I'm trying to figure out the probability of winning the lotto. 8 numbers are drawn between 1 and 45. The first six are 'winning' numbers, the last two are the 'supplementary' numbers. To win division 1, you need to get all six winning numbers right:

\binom {45}6 = 8145060

Hence, the probability of winning division 1 is the inverse of that, or 1.23E-7.

To win division 3, you need to get 5 of the six winning numbers right. Now, from their website I know the odds of winning division 5 is 1/36689, which is the same as 222 / 8145060. I can come up with the 222 by:

\binom {6}5 \times \binom {45-8}1= 222


Now, that gives me the right answer, but I can't really work out why. If I apply the same formula to division 4, which requires 4 of the six winning numbers, I get the wrong answer:

\binom {6}4 \times \binom {45-8}2= 9990

But I can get the right answer by:

\binom {6}4 \times \binom {45-6}2= 11115

I know what the probabilities are (from the website), but cannot understand how they came up with them, or why they're inconsistent between division 3 and 4. Can anyone help?

Cheers,
James

 

[phinds]

I'm trying to figure out the probability of winning the lotto.

Small. Really, really, small.

 

[JamesV]

True, but hardly satisfies my mathematical curiosity.

 

[micromass]

The chance on winning the lottery is the same as saying that you need to find WannabeNewton in New York City. You go to New York City and you go to a random house and you knock on the door, and he answers.

 

[JamesV]

So no good ideas then?

 

[Office_Shredder]

The website mentions some supplementary numbers but for the life of me I can't find a basic description of what they are, so I assume that changes the odds somewhat.

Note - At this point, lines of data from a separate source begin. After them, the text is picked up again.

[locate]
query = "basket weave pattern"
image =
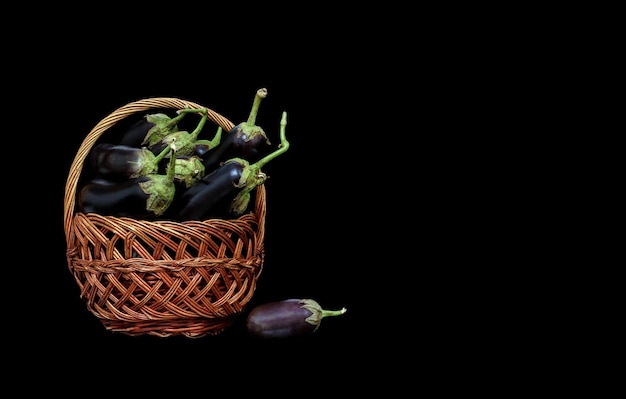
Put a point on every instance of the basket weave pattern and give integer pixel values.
(162, 277)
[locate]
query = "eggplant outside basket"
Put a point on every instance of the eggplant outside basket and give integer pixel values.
(162, 278)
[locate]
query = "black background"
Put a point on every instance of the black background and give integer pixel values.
(353, 219)
(329, 235)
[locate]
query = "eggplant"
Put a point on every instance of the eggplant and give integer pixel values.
(287, 319)
(245, 140)
(186, 143)
(143, 197)
(225, 192)
(152, 127)
(122, 162)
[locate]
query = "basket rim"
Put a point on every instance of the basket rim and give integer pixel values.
(107, 122)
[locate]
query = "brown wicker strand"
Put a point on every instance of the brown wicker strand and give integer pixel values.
(162, 277)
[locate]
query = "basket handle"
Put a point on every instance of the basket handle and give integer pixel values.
(114, 117)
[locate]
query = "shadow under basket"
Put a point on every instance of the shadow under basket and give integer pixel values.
(162, 278)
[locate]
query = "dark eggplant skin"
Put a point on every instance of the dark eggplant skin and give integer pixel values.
(143, 197)
(210, 196)
(122, 162)
(245, 140)
(150, 126)
(115, 198)
(287, 319)
(237, 144)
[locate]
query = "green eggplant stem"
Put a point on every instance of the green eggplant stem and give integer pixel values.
(171, 166)
(162, 155)
(252, 176)
(326, 313)
(282, 147)
(260, 95)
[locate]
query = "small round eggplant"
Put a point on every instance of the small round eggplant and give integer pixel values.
(287, 318)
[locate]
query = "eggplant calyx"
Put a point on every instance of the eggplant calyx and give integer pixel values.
(184, 142)
(249, 127)
(252, 176)
(317, 313)
(160, 189)
(149, 163)
(189, 170)
(163, 125)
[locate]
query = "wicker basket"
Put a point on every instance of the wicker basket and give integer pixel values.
(192, 278)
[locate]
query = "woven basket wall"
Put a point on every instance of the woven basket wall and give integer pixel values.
(162, 278)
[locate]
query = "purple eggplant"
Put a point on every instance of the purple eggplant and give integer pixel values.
(287, 319)
(225, 192)
(245, 140)
(122, 162)
(143, 197)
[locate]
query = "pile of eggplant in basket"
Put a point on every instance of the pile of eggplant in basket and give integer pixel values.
(158, 171)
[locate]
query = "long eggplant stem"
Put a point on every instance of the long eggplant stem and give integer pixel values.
(260, 95)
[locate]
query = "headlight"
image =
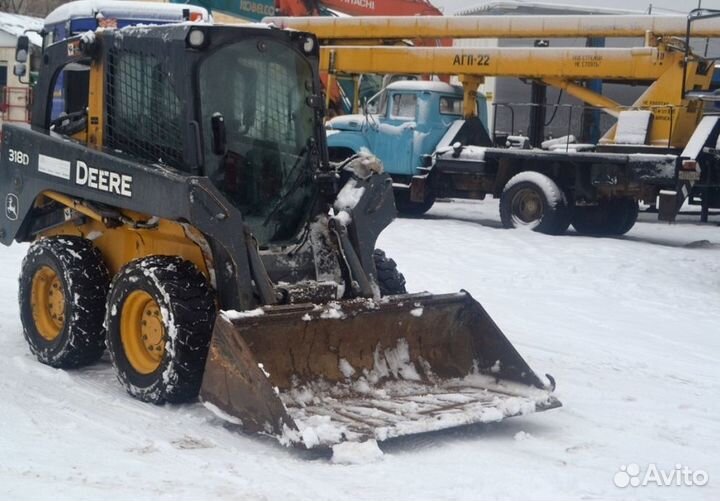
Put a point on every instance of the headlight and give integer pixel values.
(196, 38)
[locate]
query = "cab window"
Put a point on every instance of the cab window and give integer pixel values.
(451, 105)
(403, 106)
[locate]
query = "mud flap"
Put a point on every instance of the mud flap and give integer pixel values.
(317, 375)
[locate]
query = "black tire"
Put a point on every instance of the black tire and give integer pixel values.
(72, 334)
(389, 278)
(406, 207)
(609, 217)
(183, 305)
(533, 200)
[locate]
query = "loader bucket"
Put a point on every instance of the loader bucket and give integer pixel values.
(352, 370)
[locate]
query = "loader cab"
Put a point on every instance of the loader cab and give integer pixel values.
(240, 105)
(259, 121)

If those weren't around, then the number of ways to pick 5 winning numbers should be (6 choose 5), pick 5 winning numbers to select, *( 45-6 choose 1), pick one non-winning number to select. The number of ways to pick 4 winning numbers would be (6 choose 4)*(45-6 choose 2)

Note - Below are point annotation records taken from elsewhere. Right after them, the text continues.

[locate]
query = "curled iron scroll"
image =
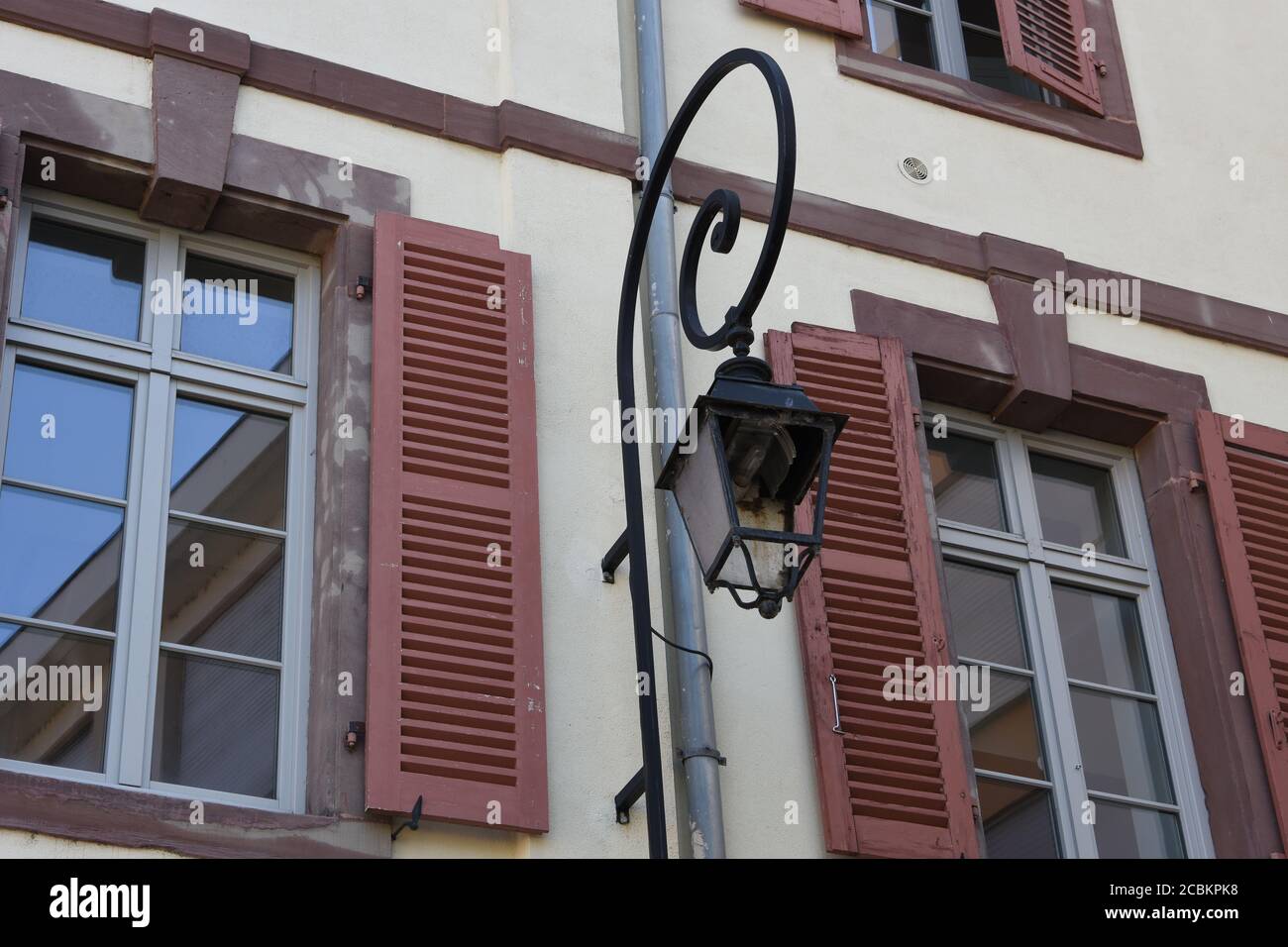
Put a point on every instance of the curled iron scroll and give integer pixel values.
(735, 331)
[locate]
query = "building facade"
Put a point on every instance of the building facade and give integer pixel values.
(309, 326)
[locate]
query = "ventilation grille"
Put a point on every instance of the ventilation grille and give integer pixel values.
(914, 170)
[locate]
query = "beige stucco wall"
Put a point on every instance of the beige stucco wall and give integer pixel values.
(1175, 217)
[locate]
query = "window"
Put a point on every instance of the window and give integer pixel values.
(155, 505)
(962, 38)
(1083, 749)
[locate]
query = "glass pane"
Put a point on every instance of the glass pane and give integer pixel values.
(228, 464)
(1102, 638)
(240, 315)
(215, 725)
(984, 615)
(1125, 831)
(223, 591)
(979, 13)
(82, 278)
(69, 432)
(708, 522)
(986, 60)
(1018, 819)
(1005, 736)
(902, 35)
(59, 558)
(967, 488)
(69, 729)
(1076, 502)
(1122, 745)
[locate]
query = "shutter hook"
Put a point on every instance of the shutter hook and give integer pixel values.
(413, 823)
(836, 706)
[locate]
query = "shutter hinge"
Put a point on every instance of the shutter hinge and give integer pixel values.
(355, 733)
(1279, 728)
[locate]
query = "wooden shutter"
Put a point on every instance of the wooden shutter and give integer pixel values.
(1247, 484)
(455, 699)
(842, 17)
(1043, 42)
(896, 784)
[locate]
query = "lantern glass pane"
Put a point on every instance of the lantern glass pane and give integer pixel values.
(768, 561)
(700, 493)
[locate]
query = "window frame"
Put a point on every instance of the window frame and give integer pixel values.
(1037, 565)
(1116, 132)
(160, 373)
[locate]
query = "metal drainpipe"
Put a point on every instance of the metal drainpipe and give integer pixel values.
(691, 685)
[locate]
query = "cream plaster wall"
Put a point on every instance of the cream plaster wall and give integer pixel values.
(1206, 89)
(1173, 218)
(554, 54)
(30, 845)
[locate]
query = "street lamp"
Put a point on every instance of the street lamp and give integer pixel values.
(759, 446)
(751, 453)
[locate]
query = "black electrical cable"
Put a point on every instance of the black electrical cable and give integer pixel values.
(711, 665)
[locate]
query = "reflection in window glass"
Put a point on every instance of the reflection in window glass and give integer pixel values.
(82, 278)
(1076, 502)
(68, 431)
(1018, 819)
(59, 558)
(1102, 639)
(967, 488)
(228, 596)
(901, 34)
(244, 316)
(1122, 745)
(1005, 737)
(228, 464)
(1128, 831)
(984, 615)
(215, 725)
(58, 733)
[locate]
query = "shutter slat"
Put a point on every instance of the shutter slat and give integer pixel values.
(894, 784)
(1245, 478)
(1042, 39)
(455, 693)
(844, 17)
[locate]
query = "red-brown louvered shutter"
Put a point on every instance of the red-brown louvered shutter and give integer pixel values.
(842, 17)
(1043, 40)
(1247, 484)
(455, 694)
(894, 784)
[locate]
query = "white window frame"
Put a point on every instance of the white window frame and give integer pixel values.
(160, 373)
(1034, 562)
(945, 31)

If the supplementary numbers are just two extra numbers they draw, then to pick 5 winning numbers but no supplementary numbers you would have (6 choose 5) ways of picking your winning numbers, then (45-8 choose 1) ways of picking your non winning, non supplementary number. Since there's no distinction between 4 winning numbers and 4 winning numbers plus supplementary numbers in the rules, the number of ways to pick 4 winning numbers is still (6 choose 4)*(45-6 choose 2)

 

[JamesV]

I think they're just two extra numbers they pull out afterwards from the same pool of numbers.

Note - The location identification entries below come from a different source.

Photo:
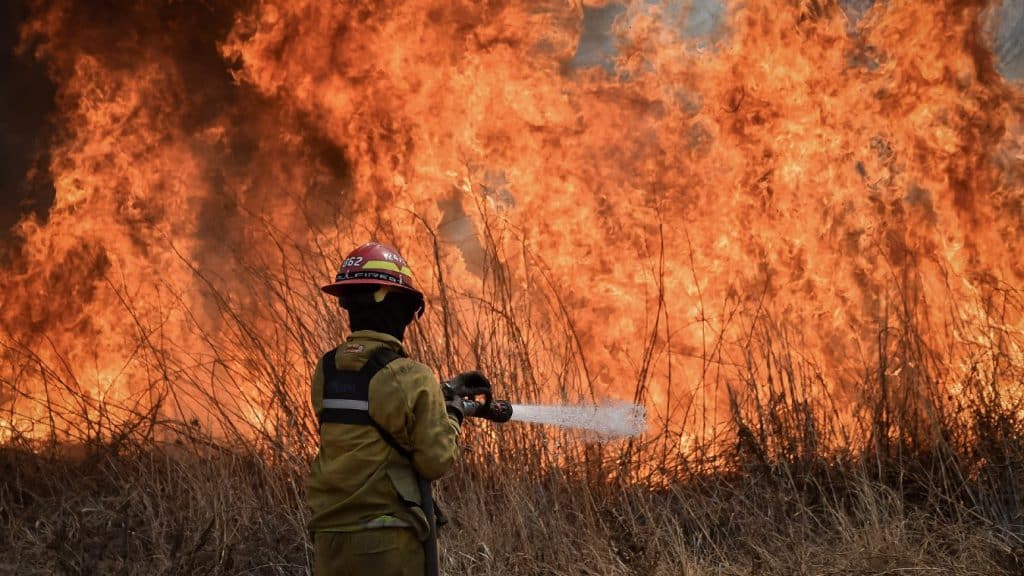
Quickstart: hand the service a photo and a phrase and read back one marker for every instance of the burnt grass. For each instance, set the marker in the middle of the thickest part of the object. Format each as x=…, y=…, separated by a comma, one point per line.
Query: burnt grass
x=202, y=508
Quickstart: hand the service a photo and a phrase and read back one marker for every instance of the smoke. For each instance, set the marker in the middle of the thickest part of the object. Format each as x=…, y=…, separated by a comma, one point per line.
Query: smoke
x=26, y=103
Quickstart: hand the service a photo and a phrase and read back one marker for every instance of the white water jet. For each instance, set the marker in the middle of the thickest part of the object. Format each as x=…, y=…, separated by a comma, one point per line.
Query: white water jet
x=617, y=420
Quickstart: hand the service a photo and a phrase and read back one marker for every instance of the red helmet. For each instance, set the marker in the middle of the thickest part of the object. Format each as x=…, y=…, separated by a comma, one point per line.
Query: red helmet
x=373, y=263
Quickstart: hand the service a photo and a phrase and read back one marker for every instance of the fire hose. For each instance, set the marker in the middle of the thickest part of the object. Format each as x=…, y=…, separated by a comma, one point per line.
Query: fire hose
x=487, y=409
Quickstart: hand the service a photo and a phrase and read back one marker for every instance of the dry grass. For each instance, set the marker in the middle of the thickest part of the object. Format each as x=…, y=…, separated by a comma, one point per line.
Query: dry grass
x=903, y=479
x=192, y=509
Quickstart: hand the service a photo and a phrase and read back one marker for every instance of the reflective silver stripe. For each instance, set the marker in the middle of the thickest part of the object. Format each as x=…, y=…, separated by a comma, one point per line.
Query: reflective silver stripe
x=386, y=522
x=346, y=404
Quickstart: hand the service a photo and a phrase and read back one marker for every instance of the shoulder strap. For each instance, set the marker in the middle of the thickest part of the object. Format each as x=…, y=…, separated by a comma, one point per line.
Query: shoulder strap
x=346, y=395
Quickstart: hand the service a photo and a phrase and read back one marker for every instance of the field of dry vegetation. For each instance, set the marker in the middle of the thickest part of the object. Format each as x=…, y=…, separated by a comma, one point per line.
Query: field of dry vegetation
x=782, y=489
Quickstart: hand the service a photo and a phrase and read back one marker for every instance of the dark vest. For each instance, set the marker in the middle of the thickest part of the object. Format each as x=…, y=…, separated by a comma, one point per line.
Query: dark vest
x=346, y=394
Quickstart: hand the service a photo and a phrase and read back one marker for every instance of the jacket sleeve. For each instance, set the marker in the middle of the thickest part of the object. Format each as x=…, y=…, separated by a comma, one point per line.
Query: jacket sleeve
x=316, y=389
x=434, y=436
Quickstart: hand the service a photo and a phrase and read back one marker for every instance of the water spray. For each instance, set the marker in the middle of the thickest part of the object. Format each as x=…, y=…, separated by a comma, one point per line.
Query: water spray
x=608, y=421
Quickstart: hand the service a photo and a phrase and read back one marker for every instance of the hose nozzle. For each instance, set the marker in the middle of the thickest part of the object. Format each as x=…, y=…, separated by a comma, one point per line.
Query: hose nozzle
x=496, y=411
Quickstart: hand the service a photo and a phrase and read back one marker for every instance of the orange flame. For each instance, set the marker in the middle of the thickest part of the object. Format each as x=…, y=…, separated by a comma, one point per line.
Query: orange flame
x=651, y=209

Why, in the first case, is it (45-6 choose 1)? I understand the 45 is the number of options each ball could be, but what's the 6?

 

[Office_Shredder]

6 is the winning numbers, which you can't pick if you are picking a non-winning number.

 

[haruspex]

The reason for the apparent inconsistency is here:
2 5 winning numbers + 1 or 2 supplementary numbers
3 5 winning numbers
4 4 winning numbers
With 5 winning numbers and either supplementary you would score div 2, so the correct definition of div 3 is 5 winning and no supplementary. There isn't a division for 4 winning plus some supplementary.